🤖 AI Summary
To address the high cost and low efficiency of onboard data collection, this paper proposes a novel high-fidelity view synthesis paradigm bridging the infrastructure view to the vehicle view. We introduce the first Gaussian splatting–based cross-view generation framework, integrating adaptive depth warping, cascaded image inpainting, and diffusion modeling, augmented by a cross-view confidence-guided optimization mechanism to ensure multi-view consistency and joint geometric-appearance fidelity. To support training and evaluation, we construct RoadSight—the first real-world, multimodal, multi-view dataset for road场景 understanding. Experiments demonstrate that our method outperforms StreetGaussian by 45.7%, 34.2%, and 14.9% on NTA-IoU, NTL-IoU, and FID, respectively, significantly enhancing synthetic data quality and downstream task utility.
📝 Abstract
Vast and high-quality data are essential for end-to-end autonomous driving systems.

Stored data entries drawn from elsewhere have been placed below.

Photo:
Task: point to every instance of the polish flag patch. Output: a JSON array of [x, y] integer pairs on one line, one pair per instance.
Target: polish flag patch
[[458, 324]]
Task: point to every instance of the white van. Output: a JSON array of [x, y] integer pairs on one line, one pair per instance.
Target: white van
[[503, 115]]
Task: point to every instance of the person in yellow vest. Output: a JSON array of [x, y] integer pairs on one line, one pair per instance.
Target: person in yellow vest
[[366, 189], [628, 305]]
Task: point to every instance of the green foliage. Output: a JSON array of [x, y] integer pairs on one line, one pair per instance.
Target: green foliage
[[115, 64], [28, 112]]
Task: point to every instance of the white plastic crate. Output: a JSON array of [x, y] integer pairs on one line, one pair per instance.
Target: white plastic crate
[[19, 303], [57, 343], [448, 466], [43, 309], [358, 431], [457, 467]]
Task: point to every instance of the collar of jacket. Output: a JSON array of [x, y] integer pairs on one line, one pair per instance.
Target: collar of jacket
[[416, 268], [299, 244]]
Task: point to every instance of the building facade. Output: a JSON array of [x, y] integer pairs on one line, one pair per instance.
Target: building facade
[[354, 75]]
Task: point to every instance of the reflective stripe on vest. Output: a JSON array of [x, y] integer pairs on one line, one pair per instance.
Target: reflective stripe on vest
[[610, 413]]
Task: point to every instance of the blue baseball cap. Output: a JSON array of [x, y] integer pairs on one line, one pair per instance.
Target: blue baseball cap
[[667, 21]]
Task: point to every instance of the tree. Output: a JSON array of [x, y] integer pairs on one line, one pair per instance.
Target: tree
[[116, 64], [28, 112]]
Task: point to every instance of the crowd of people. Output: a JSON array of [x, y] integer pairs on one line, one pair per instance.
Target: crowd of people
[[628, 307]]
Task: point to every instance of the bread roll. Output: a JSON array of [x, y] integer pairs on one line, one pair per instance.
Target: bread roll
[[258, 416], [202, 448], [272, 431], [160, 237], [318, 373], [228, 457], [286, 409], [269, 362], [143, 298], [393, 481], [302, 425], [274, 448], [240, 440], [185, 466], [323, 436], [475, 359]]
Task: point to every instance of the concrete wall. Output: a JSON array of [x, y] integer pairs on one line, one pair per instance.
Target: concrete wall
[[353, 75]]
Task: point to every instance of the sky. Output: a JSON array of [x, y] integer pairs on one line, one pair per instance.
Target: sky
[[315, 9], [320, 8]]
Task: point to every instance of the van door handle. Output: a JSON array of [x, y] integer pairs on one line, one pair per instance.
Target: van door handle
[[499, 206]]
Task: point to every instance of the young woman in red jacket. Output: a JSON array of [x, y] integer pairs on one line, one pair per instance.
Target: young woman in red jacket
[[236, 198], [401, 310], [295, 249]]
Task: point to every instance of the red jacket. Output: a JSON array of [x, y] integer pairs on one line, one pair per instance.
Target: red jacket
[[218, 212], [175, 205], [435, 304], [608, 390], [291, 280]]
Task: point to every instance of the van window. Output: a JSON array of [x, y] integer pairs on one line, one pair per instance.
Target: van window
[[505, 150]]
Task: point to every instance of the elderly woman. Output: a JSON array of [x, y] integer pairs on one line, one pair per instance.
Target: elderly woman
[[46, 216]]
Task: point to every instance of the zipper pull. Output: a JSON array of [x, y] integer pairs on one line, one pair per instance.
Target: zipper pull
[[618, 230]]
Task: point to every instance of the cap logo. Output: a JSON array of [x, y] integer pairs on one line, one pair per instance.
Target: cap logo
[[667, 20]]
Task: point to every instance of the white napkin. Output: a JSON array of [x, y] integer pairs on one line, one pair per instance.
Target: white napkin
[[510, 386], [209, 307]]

However, current driving data is mainly collected by vehicles, which is expensive and inefficient. A potential solution lies in synthesizing data from real-world images. Recent advancements in 3D reconstruction demonstrate photorealistic novel view synthesis, highlighting the potential of generating driving data from images captured on the road. This paper introduces a novel method, I2V-GS, to transfer the Infrastructure view To the Vehicle view with Gaussian Splatting. Reconstruction from sparse infrastructure viewpoints and rendering under large view transformations is a challenging problem. We adopt the adaptive depth warp to generate dense training views. To further expand the range of views, we employ a cascade strategy to inpaint warped images, which also ensures inpainting content is consistent across views. To further ensure the reliability of the diffusion model, we utilize the cross-view information to perform a confidenceguided optimization. Moreover, we introduce RoadSight, a multi-modality, multi-view dataset from real scenarios in infrastructure views. To our knowledge, I2V-GS is the first framework to generate autonomous driving datasets with infrastructure-vehicle view transformation. Experimental results demonstrate that I2V-GS significantly improves synthesis quality under vehicle view, outperforming StreetGaussian in NTA-Iou, NTL-Iou, and FID by 45.7%, 34.2%, and 14.9%, respectively.